In Stockton, the effects are visible. Between 2018 and 2024, the city issued one hundred and fourteen contracts worth a combined three hundred and eleven million dollars without competitive bidding, according to records obtained by Perez through public records requests. Of those, The Stockton Record covered six. Voter turnout in city council elections fell from thirty-one percent in 2016 to eighteen percent in 2024. The city's general fund deficit increased from nine million dollars in 2018 to forty-three million in 2024, according to audited financial statements. The Record did not report on the deficit until the city announced a hiring freeze in February 2025.
Marcus Webb, the editor, acknowledges the gaps. "I know what we're not covering," he says. "I make a list every week of stories we should be doing and can't. The list is longer than the stories we publish. But I have one reporter. What do you want me to do?"
The Folder on the Shelf
On a shelf behind Marcus Webb's desk, between a photograph of his daughter and a coffee mug from the 1996 Atlanta Olympics, sits a folder labeled "Investigations." Inside are notes, documents, and interview transcripts for stories the newsroom began but never finished. One file concerns a pattern of police stops in predominantly Black neighborhoods that Webb believes amounts to illegal profiling. Another concerns allegations of sexual harassment by a county supervisor. A third concerns contamination of groundwater near a shuttered fertilizer plant.
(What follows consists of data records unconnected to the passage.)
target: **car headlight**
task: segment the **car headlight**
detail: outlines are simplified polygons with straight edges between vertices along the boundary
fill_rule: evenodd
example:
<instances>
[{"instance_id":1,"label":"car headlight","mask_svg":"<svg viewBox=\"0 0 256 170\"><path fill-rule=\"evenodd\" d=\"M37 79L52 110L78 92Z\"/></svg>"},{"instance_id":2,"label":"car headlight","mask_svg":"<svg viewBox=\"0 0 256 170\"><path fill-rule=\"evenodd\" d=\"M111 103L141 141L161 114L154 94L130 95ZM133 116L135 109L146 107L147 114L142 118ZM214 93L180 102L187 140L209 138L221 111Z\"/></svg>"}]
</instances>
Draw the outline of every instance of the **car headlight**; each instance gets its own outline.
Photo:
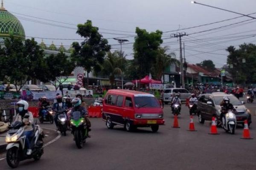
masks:
<instances>
[{"instance_id":1,"label":"car headlight","mask_svg":"<svg viewBox=\"0 0 256 170\"><path fill-rule=\"evenodd\" d=\"M66 119L65 119L65 118L61 119L61 122L65 122L65 120L66 120Z\"/></svg>"},{"instance_id":2,"label":"car headlight","mask_svg":"<svg viewBox=\"0 0 256 170\"><path fill-rule=\"evenodd\" d=\"M135 117L136 117L137 118L141 118L142 116L141 114L137 114L135 115Z\"/></svg>"}]
</instances>

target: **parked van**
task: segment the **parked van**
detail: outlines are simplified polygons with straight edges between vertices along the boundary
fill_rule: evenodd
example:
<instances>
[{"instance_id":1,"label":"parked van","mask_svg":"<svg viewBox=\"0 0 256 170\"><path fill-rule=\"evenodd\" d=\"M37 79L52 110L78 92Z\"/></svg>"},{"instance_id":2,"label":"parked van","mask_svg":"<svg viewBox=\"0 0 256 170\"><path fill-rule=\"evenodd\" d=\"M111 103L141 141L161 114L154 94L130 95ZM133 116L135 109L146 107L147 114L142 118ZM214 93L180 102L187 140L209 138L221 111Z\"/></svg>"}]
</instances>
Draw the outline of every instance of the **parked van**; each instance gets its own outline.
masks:
<instances>
[{"instance_id":1,"label":"parked van","mask_svg":"<svg viewBox=\"0 0 256 170\"><path fill-rule=\"evenodd\" d=\"M153 95L127 90L110 90L103 101L102 118L108 129L124 126L130 131L150 127L156 132L164 124L163 112Z\"/></svg>"}]
</instances>

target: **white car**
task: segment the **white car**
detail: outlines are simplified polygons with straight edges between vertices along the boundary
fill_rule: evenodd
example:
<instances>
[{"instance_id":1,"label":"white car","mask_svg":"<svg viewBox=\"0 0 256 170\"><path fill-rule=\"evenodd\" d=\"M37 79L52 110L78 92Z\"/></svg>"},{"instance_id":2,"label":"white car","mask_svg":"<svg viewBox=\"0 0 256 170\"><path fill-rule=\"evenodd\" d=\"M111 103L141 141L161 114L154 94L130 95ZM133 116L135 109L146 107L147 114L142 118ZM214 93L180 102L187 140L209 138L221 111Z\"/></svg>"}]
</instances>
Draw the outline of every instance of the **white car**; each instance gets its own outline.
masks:
<instances>
[{"instance_id":1,"label":"white car","mask_svg":"<svg viewBox=\"0 0 256 170\"><path fill-rule=\"evenodd\" d=\"M172 98L175 94L180 95L181 102L186 102L187 98L191 96L191 94L186 89L181 88L173 88L165 89L163 91L163 102L166 104L172 101Z\"/></svg>"}]
</instances>

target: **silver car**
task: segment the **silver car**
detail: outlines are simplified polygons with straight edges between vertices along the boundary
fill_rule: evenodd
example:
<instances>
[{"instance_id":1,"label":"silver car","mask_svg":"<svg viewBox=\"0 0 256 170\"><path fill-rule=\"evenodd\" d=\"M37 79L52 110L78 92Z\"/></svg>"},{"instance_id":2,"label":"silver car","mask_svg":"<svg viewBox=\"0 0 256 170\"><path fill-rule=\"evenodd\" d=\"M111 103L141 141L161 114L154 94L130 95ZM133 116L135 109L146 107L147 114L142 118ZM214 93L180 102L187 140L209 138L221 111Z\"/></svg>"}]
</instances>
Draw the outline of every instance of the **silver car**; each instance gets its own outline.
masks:
<instances>
[{"instance_id":1,"label":"silver car","mask_svg":"<svg viewBox=\"0 0 256 170\"><path fill-rule=\"evenodd\" d=\"M186 99L191 96L191 94L189 91L182 88L168 88L164 90L163 92L163 102L166 104L172 102L175 94L180 95L181 102L186 102Z\"/></svg>"},{"instance_id":2,"label":"silver car","mask_svg":"<svg viewBox=\"0 0 256 170\"><path fill-rule=\"evenodd\" d=\"M220 120L221 107L220 104L224 97L227 97L230 102L234 106L236 111L235 112L236 117L236 123L244 124L244 120L247 119L248 125L252 123L251 116L250 110L244 105L244 102L239 101L233 94L224 94L222 93L202 94L198 99L198 120L204 123L205 120L212 120L213 115L216 115L218 121Z\"/></svg>"}]
</instances>

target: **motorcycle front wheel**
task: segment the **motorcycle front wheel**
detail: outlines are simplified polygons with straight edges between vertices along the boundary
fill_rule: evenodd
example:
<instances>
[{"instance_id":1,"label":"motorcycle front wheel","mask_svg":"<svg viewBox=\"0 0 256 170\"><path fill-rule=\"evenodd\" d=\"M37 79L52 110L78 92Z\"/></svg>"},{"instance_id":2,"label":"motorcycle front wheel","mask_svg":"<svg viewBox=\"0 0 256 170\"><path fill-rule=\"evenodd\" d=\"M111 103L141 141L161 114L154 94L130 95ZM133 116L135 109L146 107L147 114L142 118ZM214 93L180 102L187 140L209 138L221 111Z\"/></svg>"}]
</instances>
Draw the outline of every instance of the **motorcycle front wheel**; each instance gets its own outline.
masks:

Webb started each investigation in 2021, when the newsroom still had three reporters. He assigned one reporter to each story. By the time the reporters had completed initial reporting, two of them had been laid off. The third, Amanda Chen, was reassigned to daily breaking news. The investigations were shelved. Webb has not opened the folder since 2022. He opens it now, slowly, and stares at the contents for what feels like a very long time.
"This is what we used to do," he says. "This is what a newspaper is supposed to do. And we just—can't anymore."
He closes the folder and places it back on the shelf. Outside, the sun is setting over Franklin Street. The dead fern casts a shadow across the empty desks. Somewhere in the building, a phone is ringing. Nobody answers it.